Le travail d’Aeillon reflète un sens esthétique naturel et puissant, non dénué d’un message environnemental profond. Ses élégants tapis 3D en fil plastique et ses installations évoquant les mondes sous-marins, transmettent un message puissant à travers un processus raffiné de sublimation matérielle qui pourrait être décrit comme l’esthétisation du déchet.

Dans mon travail, j’explore la frontière délicate entre l’artificiel et le naturel, où chaque fragment de plastique devient un témoin de l’humanité en tension avec son environnement. Mon approche questionne la manière dont nous percevons l’objet : est-il un simple outil voué à la destruction, ou peut-il incarner une part de notre essence, un reflet de notre temps ? En transformant ces matériaux délaissés, je vise à les élever au statut de symboles, non seulement de notre culture de surconsommation, mais aussi de notre capacité à créer du sens à partir de ce qui semble dénué de valeur. Mon œuvre s’engage dans l’idée de résilience, évoquant la possibilité de réinventer notre relation au monde matériel. Ainsi, j’invite à une réflexion plus profonde sur l’interconnexion entre l’humanité, la nature et la matière, tout en questionnant les limites de notre impact écologique et culturel.

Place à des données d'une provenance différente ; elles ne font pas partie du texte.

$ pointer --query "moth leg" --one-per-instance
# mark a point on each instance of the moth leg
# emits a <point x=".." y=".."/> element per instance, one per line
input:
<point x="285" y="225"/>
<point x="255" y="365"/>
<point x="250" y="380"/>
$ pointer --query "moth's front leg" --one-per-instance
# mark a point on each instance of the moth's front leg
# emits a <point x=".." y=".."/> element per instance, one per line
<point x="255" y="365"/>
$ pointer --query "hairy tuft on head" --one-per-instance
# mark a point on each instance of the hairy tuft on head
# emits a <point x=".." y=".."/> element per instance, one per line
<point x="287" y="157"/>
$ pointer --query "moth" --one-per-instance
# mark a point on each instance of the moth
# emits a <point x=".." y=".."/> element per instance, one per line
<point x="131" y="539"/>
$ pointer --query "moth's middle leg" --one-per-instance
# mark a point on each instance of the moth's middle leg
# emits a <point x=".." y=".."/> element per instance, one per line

Matériaux utilisés, technique, support :

Filets alimentaires en plastique rouge : filets tubulaires, filets tricotés Raschel, filets tissés. Grillage en acier. Les matériaux sont démêlés, ou travaillés thermiquement, puis assemblés pour créer une tapisserie corallienne.

Description de l’œuvre :

Cette œuvre, qui évoque une tapisserie, révèle sa nature plastique à mesure que l’on s’en approche. Composée de formes et de textures variées rappelant les coraux, elle émerge du mur pour créer un effet de mouvement et de profondeur. Le rouge intense attire l’œil, tandis que la diversité des composants, faits de déchets plastiques, invite à une exploration visuelle détaillée. L’utilisation de déchets plastiques pour créer des formes organiques établit un contraste entre la froideur industrielle des matériaux et la douceur des formes inspirées par la nature, soulignant une critique subtile de notre impact environnemental.